Three firms apiece were given the green light to vie for the Northern Rail and TransPeninne Express franchises by ministers desperate to close the door to a taxpayer-owned network following next year’s general election.
The £1 billion Northern Rail franchise will be handed to German state-owned Arriva Rail North, French part-state-owned Govia Northern Ltd or will stay in the hands of existing contractor Dutch part-state-owned Abellio Northern.
An incestuous web of competing bidders on the east-west TransPennine route includes existing operator FirstGroup and its current partner, 70 per cent French government-owned Keolis.
The two firms have opted go it alone in an attempt to grab the contract for themselves.
Notorious public-transport profiteer Stagecoach makes up the list of preferred TransPennine bidders, with the winner to be announced in December 2015.
Rail union RMT warned passengers to prepare for a raft of cuts designed to make the £1 billion Northern Rail contract more attractive to privateers.

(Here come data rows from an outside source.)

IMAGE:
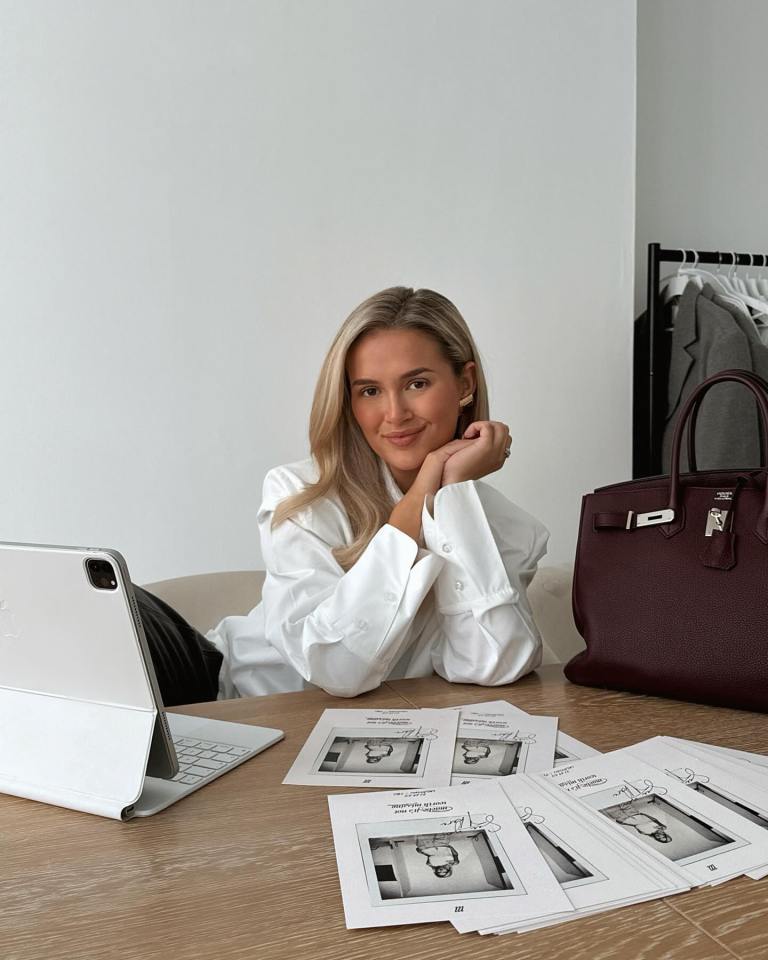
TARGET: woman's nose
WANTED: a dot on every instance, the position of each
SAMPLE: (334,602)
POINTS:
(397,407)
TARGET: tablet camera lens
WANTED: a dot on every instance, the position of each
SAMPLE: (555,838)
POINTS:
(101,574)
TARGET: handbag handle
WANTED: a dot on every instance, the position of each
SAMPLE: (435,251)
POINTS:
(692,466)
(759,389)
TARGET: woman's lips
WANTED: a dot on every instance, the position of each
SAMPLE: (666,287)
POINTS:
(404,439)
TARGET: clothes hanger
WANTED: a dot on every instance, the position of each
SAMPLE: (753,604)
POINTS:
(755,308)
(762,283)
(675,282)
(751,282)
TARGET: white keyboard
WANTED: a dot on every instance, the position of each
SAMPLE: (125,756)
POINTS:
(202,759)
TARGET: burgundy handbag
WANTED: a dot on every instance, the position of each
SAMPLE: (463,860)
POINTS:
(670,587)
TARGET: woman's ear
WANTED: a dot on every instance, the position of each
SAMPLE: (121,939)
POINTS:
(468,379)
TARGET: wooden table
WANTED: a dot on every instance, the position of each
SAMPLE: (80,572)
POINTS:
(245,868)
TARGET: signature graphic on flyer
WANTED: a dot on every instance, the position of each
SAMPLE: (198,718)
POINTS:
(471,821)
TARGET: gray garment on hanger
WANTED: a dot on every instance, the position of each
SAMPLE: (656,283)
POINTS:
(707,339)
(757,349)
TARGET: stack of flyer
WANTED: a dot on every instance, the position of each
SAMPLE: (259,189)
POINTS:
(497,822)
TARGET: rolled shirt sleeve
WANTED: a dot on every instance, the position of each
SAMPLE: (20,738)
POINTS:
(487,634)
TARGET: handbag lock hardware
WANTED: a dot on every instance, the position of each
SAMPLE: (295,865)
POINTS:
(716,519)
(649,519)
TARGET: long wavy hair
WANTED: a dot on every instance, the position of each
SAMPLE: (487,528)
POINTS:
(347,467)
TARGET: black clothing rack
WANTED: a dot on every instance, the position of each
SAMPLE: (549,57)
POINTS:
(652,347)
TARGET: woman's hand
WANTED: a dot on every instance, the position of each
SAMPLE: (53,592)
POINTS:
(482,450)
(406,515)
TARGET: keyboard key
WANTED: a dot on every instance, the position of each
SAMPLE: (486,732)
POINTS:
(198,771)
(210,764)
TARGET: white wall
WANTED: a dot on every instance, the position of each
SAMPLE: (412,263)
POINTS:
(702,138)
(195,194)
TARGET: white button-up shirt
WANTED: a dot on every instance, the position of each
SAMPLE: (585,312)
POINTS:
(457,605)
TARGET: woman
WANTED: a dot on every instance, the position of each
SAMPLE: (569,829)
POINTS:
(385,557)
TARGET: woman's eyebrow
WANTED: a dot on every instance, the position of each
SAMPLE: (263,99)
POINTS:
(405,376)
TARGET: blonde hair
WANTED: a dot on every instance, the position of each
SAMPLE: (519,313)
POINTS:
(347,467)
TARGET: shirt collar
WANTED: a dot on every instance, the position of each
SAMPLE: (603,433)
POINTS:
(389,482)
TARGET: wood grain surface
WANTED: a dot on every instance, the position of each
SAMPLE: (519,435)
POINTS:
(245,867)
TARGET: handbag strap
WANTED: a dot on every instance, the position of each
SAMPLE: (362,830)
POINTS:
(759,389)
(692,464)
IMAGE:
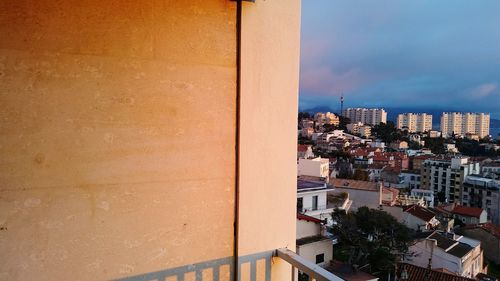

It released a dossier earlier in the week which it said showed the scale of plans to slash services and staffing.
Northern Rail has already announced that off-peak tickets will no longer be accepted between 4pm and 6.29pm on its services.
“The only solution to this racketeering on our railway tracks is public ownership and the return of our railways to the people on the basis that they are run as a public service and not as a get-rich-quick scheme for greedy private train companies,” said RMT acting general secretary Mick Cash.